'Inside The Black Box: Raising Standards Through Classroom Assessment', Paul Black and Dylan Wiliam

The origin of perhaps the most important, yet misunderstood idea in teaching.

Oct 13, 2024

There was a conversation on BlueSky this week about the decline of ‘spicy’ #educhat on social media.

Some blamed the promotion to SLT of previously controversial bloggers. Others argued that there were no ‘big things’ left to debate.

This last point reminded me of this 2018 quote from Dylan Wiliam, taken from an interview with Greg Ashman.

“We need to stop looking for the next ‘big thing’ and instead do the last big thing properly.”

Dylan Wiliam

Formative assessment was the ‘last big thing’ Wiliam was alluding to in this quote and despite the evidence for its effectiveness, it remains probably the most misunderstood, and misapplied idea in teaching & learning.

For instance, a common misapprehension is that ‘formative assessment’ and ‘assessment for learning’ are the same thing.

According to Wiliam, formative assessment is an example of assessment for learning, but not all assessment for learning is formative. For example, using low-stakes quizzes to improve retrieval strength is a form of AfL because it is an assessment that improves learning, but unless the teacher uses the results of the quizzes to change their teaching then it is not ‘formative’. It has not (in)formed subsequent teaching.

OK, I’ve used the F-word (formative) a few times now, so let’s take at look at its origins in ‘Inside the Black Box: Raising Standards Through Classroom Assessment’.

Paul Black and Dylan Wiliam were colleagues at Kings College, London when in 1998 they published ‘Inside the Black Box’. The paper coined the term ‘formative assessment’ and would shape teacher education for a generation and more.

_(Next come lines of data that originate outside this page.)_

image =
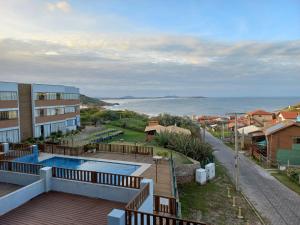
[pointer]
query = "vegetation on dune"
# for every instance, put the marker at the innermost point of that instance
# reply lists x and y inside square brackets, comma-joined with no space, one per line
[180,121]
[93,102]
[93,116]
[185,144]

The paper is a 9-page summary of a much larger research review conducted by Black and Wiliam into the use of assessment in the classroom.

It begins with its fundamental conclusion:

“We start from the self-evident proposition that teaching and learning must be interactive”.

At the heart of the paper are three questions:

Is there research evidence that formative assessment improves standards?
Is there research evidence that formative assessment is absent or improperly used in classrooms?
Is there research evidence about how to implement formative assessment?

According to the paper, the answer to the first question is YES. Black and Wiliam argue that their research review revealed an effect size of between 0.4 and 0.7 when formative assessment is used effectively. All things being equal this amounts to several months of progress above those that can be achieved without such a change in teacher practice. Significantly, the paper argues that the gains that can be made through formative assessment are particularly noticeable with students with lower levels of prior attainment. Suggesting that formative assessment can help students on the grade 4/5 boundary make life-changing improvements to their learning.

According to the paper, the answer to the second question is YES. The paper describes a ‘poverty of practice’ in the area of assessment. Problems include:

Assessments focus on the accumulation of facts over deeper understanding
Failing to share analysis of student understanding with other teachers
There is a tendency to place importance on the presentation of work
Giving marks and grades is over-emphasised. There is a lack of comments on how to improve.
The comparative performance of students is shared, which undermines the self-esteem and causes many learners to believe they lack ‘ability’.
Assessments that are designed to imitate external examinations rather than to test improvement in an area of weakness.
Time being devoted to holding so many assessments with the purpose of filling markbooks instead of analysing the results.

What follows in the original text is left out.